The head of Agnico-Eagle for 33 years, Mr. Penna began his career as a seller of penny-stock on Bay Street in Toronto. Not long afterwards, he and his brother struck out on their own, in the mid-1960s, to gain control of Agnico Mines, a struggling producer of silver and cobalt near Cobalt, Ont.

Over the next 25 years, the company produced 30 million oz. silver, helping finance Mr. Penna’s expanding business ventures. A proponent of homegrown mining projects, Mr. Penna was interested exclusively in the silver and gold camps of northern Ontario and Quebec.

Toward that end, Agnico, in 1972, merged with Eagle Gold Mines, which held properties near Joutel, Que. Mr. Penna then bought 32 additional claims adjacent to those properties, mortgaging his house to do so.

The Cobalt-area silver mines closed in the 1980s, whereupon Mr. Penna acquired Dumagami Mines, a low-price, open-pit gold operation in Quebec. He was a firm believer that mines are made, not found, and proved the validity of that adage by turning Dumagami (since renamed LaRonde) into the jewel of Agnico-Eagle’s crown.

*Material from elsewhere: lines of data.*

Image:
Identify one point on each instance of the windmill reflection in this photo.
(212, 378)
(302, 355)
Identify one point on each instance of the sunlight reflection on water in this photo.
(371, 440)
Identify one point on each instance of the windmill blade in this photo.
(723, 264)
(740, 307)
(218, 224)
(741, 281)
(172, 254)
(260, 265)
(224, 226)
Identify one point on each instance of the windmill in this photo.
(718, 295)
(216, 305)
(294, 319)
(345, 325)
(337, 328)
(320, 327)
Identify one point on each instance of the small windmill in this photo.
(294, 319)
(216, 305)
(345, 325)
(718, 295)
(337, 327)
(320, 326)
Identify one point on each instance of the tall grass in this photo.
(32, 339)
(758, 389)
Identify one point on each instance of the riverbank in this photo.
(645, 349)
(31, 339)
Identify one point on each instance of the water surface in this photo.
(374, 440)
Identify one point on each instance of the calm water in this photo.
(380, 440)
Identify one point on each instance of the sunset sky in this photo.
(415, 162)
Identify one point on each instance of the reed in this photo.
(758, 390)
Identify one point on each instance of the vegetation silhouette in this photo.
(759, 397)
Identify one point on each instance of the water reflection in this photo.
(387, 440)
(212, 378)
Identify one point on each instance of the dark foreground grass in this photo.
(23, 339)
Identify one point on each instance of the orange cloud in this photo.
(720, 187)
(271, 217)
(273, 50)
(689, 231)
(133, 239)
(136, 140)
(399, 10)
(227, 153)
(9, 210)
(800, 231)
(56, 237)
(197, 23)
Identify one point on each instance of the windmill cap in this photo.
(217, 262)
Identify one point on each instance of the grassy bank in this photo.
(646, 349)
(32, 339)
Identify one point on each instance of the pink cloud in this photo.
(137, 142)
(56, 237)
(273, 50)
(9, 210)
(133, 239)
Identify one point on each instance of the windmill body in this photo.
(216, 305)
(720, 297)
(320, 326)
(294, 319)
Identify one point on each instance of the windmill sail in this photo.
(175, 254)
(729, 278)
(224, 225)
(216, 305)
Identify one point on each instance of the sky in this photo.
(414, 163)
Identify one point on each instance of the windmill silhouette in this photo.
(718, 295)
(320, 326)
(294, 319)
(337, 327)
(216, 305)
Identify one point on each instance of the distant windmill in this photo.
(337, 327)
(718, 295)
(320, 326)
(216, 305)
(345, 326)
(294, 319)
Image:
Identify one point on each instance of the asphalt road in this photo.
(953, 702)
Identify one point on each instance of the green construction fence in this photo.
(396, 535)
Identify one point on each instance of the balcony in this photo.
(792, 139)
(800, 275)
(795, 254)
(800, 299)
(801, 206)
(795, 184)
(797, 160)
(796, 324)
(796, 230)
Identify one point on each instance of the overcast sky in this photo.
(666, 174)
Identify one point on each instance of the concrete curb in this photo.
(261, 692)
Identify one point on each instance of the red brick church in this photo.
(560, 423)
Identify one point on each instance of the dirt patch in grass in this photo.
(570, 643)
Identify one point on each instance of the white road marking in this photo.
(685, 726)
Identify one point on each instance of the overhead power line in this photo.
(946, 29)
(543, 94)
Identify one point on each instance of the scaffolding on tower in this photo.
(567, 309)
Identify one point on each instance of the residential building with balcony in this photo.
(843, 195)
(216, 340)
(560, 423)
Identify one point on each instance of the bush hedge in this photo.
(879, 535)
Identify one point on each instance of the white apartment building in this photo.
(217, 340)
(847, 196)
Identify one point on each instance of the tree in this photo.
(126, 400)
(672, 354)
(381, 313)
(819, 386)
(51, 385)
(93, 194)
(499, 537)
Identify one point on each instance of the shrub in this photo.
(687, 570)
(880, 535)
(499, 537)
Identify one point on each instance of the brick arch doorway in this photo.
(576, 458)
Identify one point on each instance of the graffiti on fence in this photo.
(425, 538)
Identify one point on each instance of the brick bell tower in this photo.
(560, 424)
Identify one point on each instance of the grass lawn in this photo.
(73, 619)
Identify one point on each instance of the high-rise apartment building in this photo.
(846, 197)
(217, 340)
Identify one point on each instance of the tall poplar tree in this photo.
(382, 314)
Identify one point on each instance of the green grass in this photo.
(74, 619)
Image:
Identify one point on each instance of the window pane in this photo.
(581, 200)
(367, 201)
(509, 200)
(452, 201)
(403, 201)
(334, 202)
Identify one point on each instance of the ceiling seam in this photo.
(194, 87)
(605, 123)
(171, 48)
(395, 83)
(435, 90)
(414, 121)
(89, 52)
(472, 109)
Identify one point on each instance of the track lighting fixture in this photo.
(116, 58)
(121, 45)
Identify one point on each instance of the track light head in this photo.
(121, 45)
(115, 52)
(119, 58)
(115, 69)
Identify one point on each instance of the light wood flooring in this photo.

Since 1988, when Dumagami entered production, Agnico-Eagle has outlined seven additional deposits, and reserves are nearing 30 million tons. Production last year reached 167,00s0 oz., and Agnico-Eagle also realized its lowest operating costs ever, bottoming out at US$152 per oz.

Agnico-Eagle also holds interests in several other mining and exploration companies, including Mentor Exploration & Development, Silver Century Explorations, Sudbury Contact Mines and Legacy Explorations.

Mr. Penna’s savvy in elevating Agnico-Eagle to low-cost gold producer from small-scale silver producer earned him the honor of being named Mining Man of the Year by The Northern Miner in 1985. He was also the first recipient of the Prospectors & Developers Association of Canada’s Developers Award in 1985, and was inducted into the Mining Hall of Fame in January 1996.

Mr. Penna is survived by Lorraine, his wife of 43 years.